U-Net is a convolutional network architecture widely used for fast and precise segmentation of images. In a work by Hiasa et al. [28], a Bayesian convolutional network with the U-Net architecture was implemented to automatically extract muscle segmentation from clinical CT scans. The authors evaluated the performances on two datasets using the Dice coefficient (DC) [29] and the average symmetric surface distance (ASD). The results show a DC of 0.89 and an ASD of 0.994 mm, which constituted a statistically significant improvement in comparison with other state-of-the-art techniques such a multi-atlas method and another ANN-based approach, the FCN-8s architecture [30].

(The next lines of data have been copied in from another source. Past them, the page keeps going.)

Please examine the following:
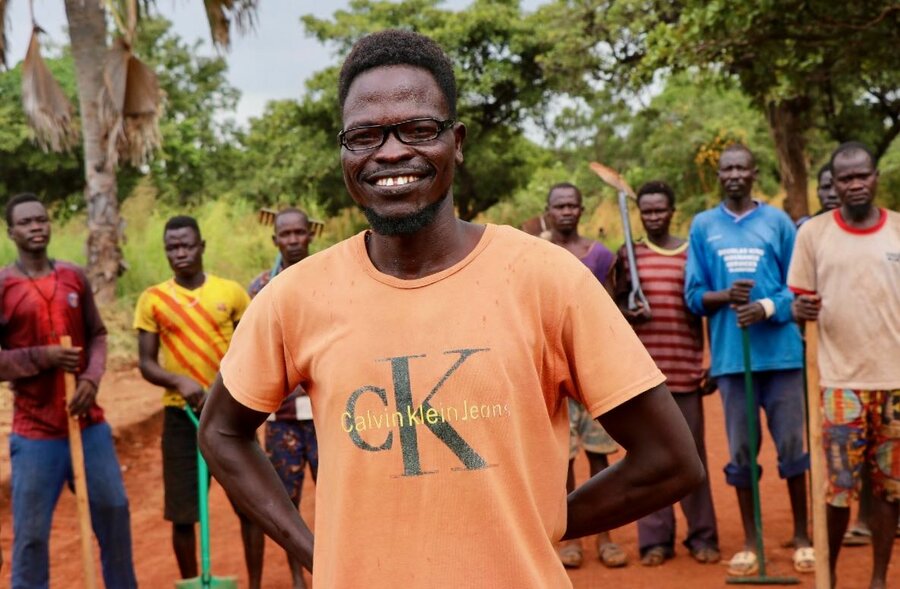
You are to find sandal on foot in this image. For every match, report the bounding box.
[559,540,584,569]
[691,546,722,564]
[791,546,816,573]
[597,542,628,569]
[641,546,671,566]
[841,526,872,546]
[728,550,759,577]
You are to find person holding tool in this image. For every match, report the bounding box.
[200,30,703,589]
[544,182,628,568]
[247,207,319,589]
[134,216,264,589]
[684,144,815,576]
[788,142,900,589]
[615,181,721,566]
[0,193,137,589]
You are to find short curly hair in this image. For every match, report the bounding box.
[636,180,675,210]
[338,29,456,119]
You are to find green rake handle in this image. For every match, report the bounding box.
[184,405,212,587]
[741,327,766,577]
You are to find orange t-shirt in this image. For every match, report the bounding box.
[222,225,664,589]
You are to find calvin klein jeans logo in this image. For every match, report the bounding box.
[342,348,492,476]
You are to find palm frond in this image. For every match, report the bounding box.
[203,0,258,49]
[22,27,78,152]
[0,0,9,69]
[99,39,163,166]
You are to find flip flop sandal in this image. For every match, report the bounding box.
[691,546,722,564]
[597,542,628,569]
[791,546,816,573]
[559,540,584,569]
[641,546,669,566]
[841,527,872,546]
[728,550,759,577]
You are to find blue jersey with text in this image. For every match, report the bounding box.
[684,203,803,376]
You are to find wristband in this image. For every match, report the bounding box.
[756,299,775,319]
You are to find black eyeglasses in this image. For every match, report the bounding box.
[338,117,455,151]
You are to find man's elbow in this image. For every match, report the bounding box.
[673,449,706,497]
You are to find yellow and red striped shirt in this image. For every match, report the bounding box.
[134,273,250,407]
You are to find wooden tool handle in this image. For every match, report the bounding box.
[59,335,97,589]
[806,321,831,589]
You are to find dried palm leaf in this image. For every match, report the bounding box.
[22,27,78,152]
[99,39,163,166]
[203,0,258,49]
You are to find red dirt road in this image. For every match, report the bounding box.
[0,371,900,589]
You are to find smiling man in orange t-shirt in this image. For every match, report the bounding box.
[200,30,703,589]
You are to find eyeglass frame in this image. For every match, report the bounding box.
[338,117,456,152]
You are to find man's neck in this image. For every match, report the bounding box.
[841,204,881,229]
[366,199,484,280]
[175,270,206,290]
[550,229,581,247]
[725,194,756,215]
[647,231,684,250]
[16,250,53,278]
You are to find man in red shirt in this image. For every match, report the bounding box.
[615,181,721,566]
[0,194,137,589]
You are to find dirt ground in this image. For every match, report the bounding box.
[0,370,900,589]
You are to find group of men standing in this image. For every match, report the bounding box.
[523,143,900,587]
[0,26,900,589]
[0,194,318,589]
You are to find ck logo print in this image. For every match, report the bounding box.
[341,348,510,476]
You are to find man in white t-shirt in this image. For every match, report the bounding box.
[788,142,900,589]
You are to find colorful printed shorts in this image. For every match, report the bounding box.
[822,387,900,507]
[266,419,319,504]
[569,399,619,460]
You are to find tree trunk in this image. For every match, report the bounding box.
[65,0,122,304]
[766,96,810,221]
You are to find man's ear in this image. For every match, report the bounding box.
[453,123,467,165]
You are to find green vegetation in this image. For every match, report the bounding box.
[0,0,900,358]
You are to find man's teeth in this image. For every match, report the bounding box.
[375,176,419,186]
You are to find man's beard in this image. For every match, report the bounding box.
[844,202,872,222]
[360,194,450,235]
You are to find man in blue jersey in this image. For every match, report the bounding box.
[685,144,815,576]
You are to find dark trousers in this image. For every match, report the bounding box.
[638,391,719,554]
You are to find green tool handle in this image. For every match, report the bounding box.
[184,405,212,587]
[741,327,766,577]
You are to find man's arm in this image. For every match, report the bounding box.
[0,346,81,381]
[564,385,706,539]
[199,375,313,571]
[69,275,106,416]
[138,329,205,410]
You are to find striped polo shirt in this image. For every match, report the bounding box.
[134,273,250,408]
[617,240,703,393]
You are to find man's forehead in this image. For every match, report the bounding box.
[11,200,47,220]
[831,149,875,175]
[342,65,448,122]
[275,211,309,231]
[719,149,754,168]
[163,227,200,242]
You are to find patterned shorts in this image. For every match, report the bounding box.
[822,387,900,507]
[569,399,619,460]
[266,419,319,504]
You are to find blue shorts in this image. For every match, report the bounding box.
[716,370,809,489]
[266,419,319,505]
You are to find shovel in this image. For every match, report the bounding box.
[725,327,800,585]
[175,405,238,589]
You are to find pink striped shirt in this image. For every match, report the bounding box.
[616,241,703,393]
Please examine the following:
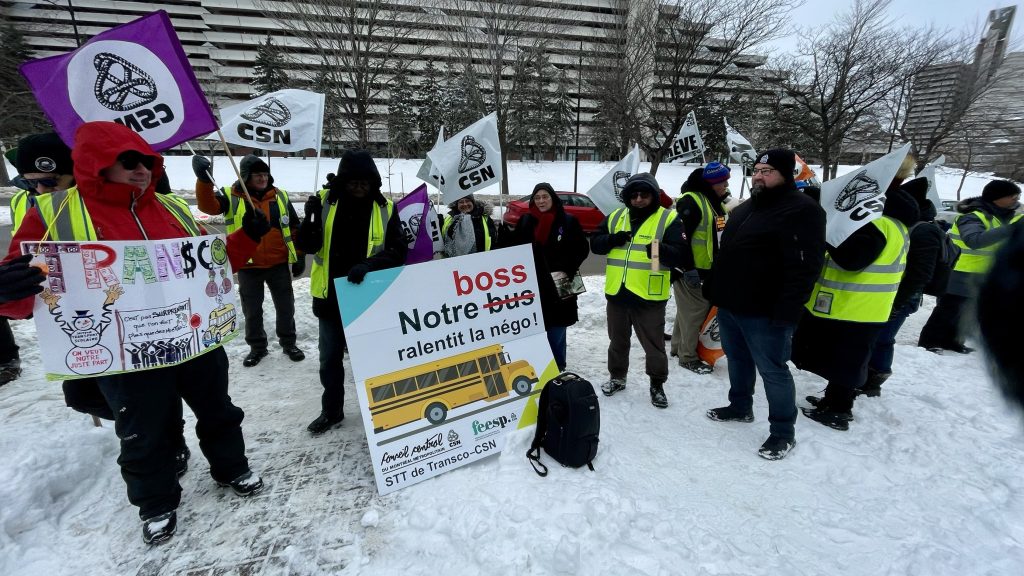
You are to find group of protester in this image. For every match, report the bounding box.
[0,122,1020,543]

Concerning segmentation of MRI images, Liu et al. combined a deep CNN with a 3D deformable model with the aim of improving the segmentation accuracy of cartilage and bone within the knee joint [10] (Fig. 2). The authors used a SegNet architecture to perform pixel-wise tissue classification, and they achieved good performances in terms of accuracy and computational costs.

Recent advances in deep learning demonstrated the capabilities of generative models, which could learn complex distributions in images, in image segmentation tasks, and in particular for the detection of abnormalities. Among the various solutions based on generative models, Chen et al. recently showed the potential of using variational and adversarial auto-encoders to detect abnormalities in medical images [31].

Meshing

The segmented image is then used to construct an accurate 3D model of the anatomy and to subdivide it into smaller domains called elements [32]. This process is called finite element meshing and is essential for developing biomechanical models for FEA; indeed, a good-quality mesh is necessary to obtain accurate results from the simulations. Besides, the choice of the meshing techniques may have a critical impact on the degree of anatomical and geometrical fidelity of the resulting biomechanical model [33, 34].

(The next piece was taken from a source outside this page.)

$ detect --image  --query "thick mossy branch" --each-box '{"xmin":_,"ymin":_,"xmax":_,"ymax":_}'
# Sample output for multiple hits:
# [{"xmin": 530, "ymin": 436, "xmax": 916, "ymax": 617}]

Finite element meshes can be classified as either structured or unstructured depending on the local grid connectivity (Fig. 4). Structured meshes have a regular pattern of connections between elements. Structured grids cannot always be used to create high-quality, anatomically realistic meshes, depending on the geometrical complexity of the domains; in such cases, unstructured meshes should be preferred. Indeed, although special techniques to adapt unstructured grids to complex geometries are available, in some cases, they lack the necessary flexibility to create suitable meshes in the near-wall regions. In general, although structured meshes are traditionally preferred due to their inherent higher accuracy, unstructured meshes consisting of higher order elements can provide acceptable accuracy and convergence characteristics [35, 36]. Hybrid structured/unstructured grids able to combine the capability of unstructured meshing to resolve complex geometries and the high accuracy of structured meshing in the regions far from the boundaries are also being increasingly employed [35, 37].

Fig. 4
figure 4

Examples of structured mesh on a regular domain (left), structured mesh on an irregular domain (middle) and unstructured mesh on an irregular domain (right). Reprinted with permission from [35]

Unstructured meshing

Unstructured meshes are most commonly composed of triangular (2D) or tetrahedral (3D) elements. The techniques used to create unstructured meshes can be classified as Delaunay-based, advancing-front base, and octree-based methods [35]. Delaunay-based methods generate and refine the Delaunay triangulation of a set of progressively inserted vertices inside/on a given surface domain. This technique is very effective in 2D mesh generation but may not work well in generating tetrahedral meshes, in which a number of nearly degenerate elements, commonly known as slivers, often occur. Advancing front-based methods start from the boundary of a domain and then insert new points inside it in order to generate triangles or tetrahedra with acceptable shapes and desired size. These methods are sensitive to the quality of the surfaces describing the boundaries, which typically consists of triangles in the 3D space; poorly shaped boundaries often give rise to a low-quality mesh. Octree-based methods recursively subdivide the domain until some predefined stopping criteria are reached. Other methods aimed at increasing the quality of a tetrahedral mesh exist: topology optimisation which modifies the connectivity between mesh vertices while keeping vertex positions unchanged; vertex insertion/deletion inside the mesh; vertex smoothing, which repositions the coordinates of the vertices while keeping the connectivity unchanged [38, 39]; variational methods, which account for the intensity of the underlying image to optimise the position of nodes [40, 41].

Structured meshing

A structured mesh usually comprises entirely quadrilateral (2D) or hexahedral (3D) elements. The structured meshing of an object enclosed by a single surface consists of the following steps: (1) a set of points on the surface of the object and a few interior points are obtained; (2) an implicit function is constructed such that the function defines the surface of the body; (3) a set of voxels for 3D (pixels for 2D) that encompass the entire domain for which the implicit function are constructed; (4) a finite element discretisation is obtained based on the voxels that are encompassed by the implicit surface. The selection of the voxel size is a crucial step in this procedure, since it is associated with both the accuracy of the finite element solution and with the computational resources necessary to solve the finite element problem.

A special case of structures meshing is the voxel-based finite element meshing method, which directly converts the segmented images from 3D voxels to eight-node hexahedral elements. This method is unable to capture complex domains, which may in turn lead to inaccurate finite element analysis results near the boundaries, especially in case of a large voxel size. Voxel-based meshes are however commonly employed for computational biomechanical investigations, especially for the study of the biomechanics of trabecular bone, due to the ability of voxel-based modeling to automatically assign properties based on greyscale intensities [42, 43].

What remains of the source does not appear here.